Differential analysis of m⁶A methylation and mRNA expression. (A) Volcano plot of differentially expressed genes between the aspartame diet group and the normal diet group. Genes significantly upregulated are shown in red, genes significantly downregulated in blue, and genes with no significant difference in expression are shown with gray dots. (B) Volcano plot showing differential m⁶A methylation of transcripts between the two groups.

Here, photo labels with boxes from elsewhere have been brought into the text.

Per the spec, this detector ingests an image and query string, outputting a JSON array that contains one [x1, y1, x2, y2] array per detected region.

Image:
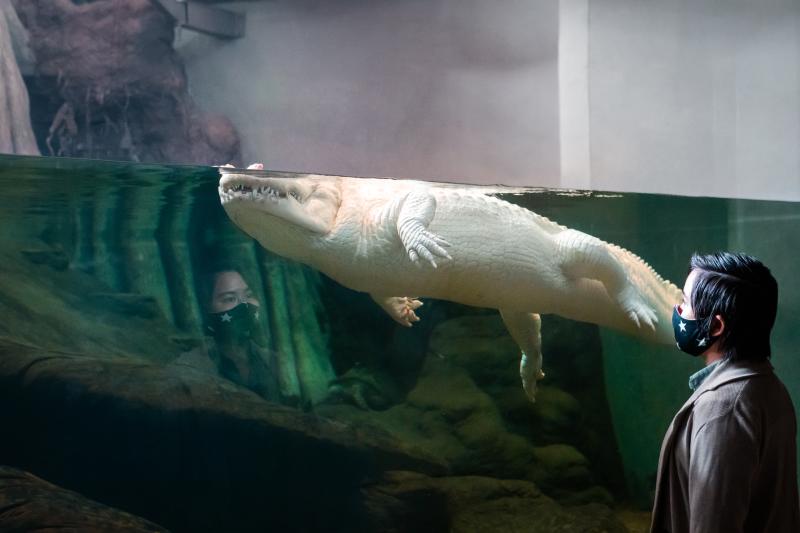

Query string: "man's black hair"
[[689, 252, 778, 361]]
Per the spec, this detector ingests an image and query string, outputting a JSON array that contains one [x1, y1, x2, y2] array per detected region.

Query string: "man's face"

Transcripts with high methylation are shown in red, and those with low methylation are shown in blue. (C) Heatmap illustrating differences in gene expression between the two groups. (D) Heatmap demonstrating different mRNA methylation patterns between the two groups.

Fig. 3

Correlation analyses between differentially expressed mRNAs and differentially methylated m⁶A-mRNAs. (A) Downregulation-Hypermethylation; (B) Upregulation-Hypermethylation; (C) Downregulation-Hypomethylation; (D) Upregulation-Hypomethylation; (E) Nine-quadrant plot depicting the correlation between log2-fold changes (log2FC) in differentially expressed transcripts and log2FC in differential m⁶A methylation between the two groups.

Fig. 4

GO enrichment and pathway analysis. (A) GO enrichment of 6,146 differential genes between the two groups; (B) KEGG pathway analysis of 6,146 differential genes between the two groups; (C) KEGG pathway analysis of 1,314 differentially expressed genes in the first quadrant (transcripts upregulated in MeRIP-seq but downregulated in RNA-seq); (D) KEGG pathway analysis of 1,169 differentially expressed genes in the third quadrant (transcripts upregulated in both MeRIP-seq and RNA-seq); (E) KEGG pathway analysis of 1,504 differentially expressed genes in the seventh quadrant (transcripts downregulated in both MeRIP-seq and RNA-seq); (F) KEGG pathway analysis of 1,207 differentially expressed genes in the ninth quadrant (transcripts downregulated in MeRIP-seq but upregulated in RNA-seq) (G). GO enrichment of differentially expressed genes in the ninth quadrant.

Fig. 5

Analysis of m⁶A modification sites. (A) Overlapping m⁶A peaks between the two groups; (B) distribution of m⁶A peaks; (C) m⁶A motif; (D-F) profiles of m⁶A modification; (G-I) comparisons of Myc gene expression between the two groups (p < 0.001).

Fig. 6

A: Boxplot showing the expression of CDKN1A, MYC and TGFB1 . CDKN1A (The 95% confidence intervals for gene expression show little overlap (Tumor: 6.16–6.64, Normal: 4.28–4.72), indicating a significant difference. The effect size (Cohen’s d = 1.22) suggests higher expression in the tumor group), MYC, The confidence interval for the tumor group is (4.8, 5.6), while for the normal group, it is (2.3, 3.0). The intervals barely overlap, and Cohen’s d is 1.5, indicating significantly higher MYC expression in GBM. TGFB1 The confidence interval for the tumor group is (5.2, 5.9), while for the normal group, it is (2.6, 3.3). There is no overlap between the intervals, and Cohen’s d is around 1.6, suggesting significantly higher TGFB1 expression in GBM. B: Kaplan‒Meier curve showing survival rates based on the expression levels of CDKN1A, MYC, and TGFB1.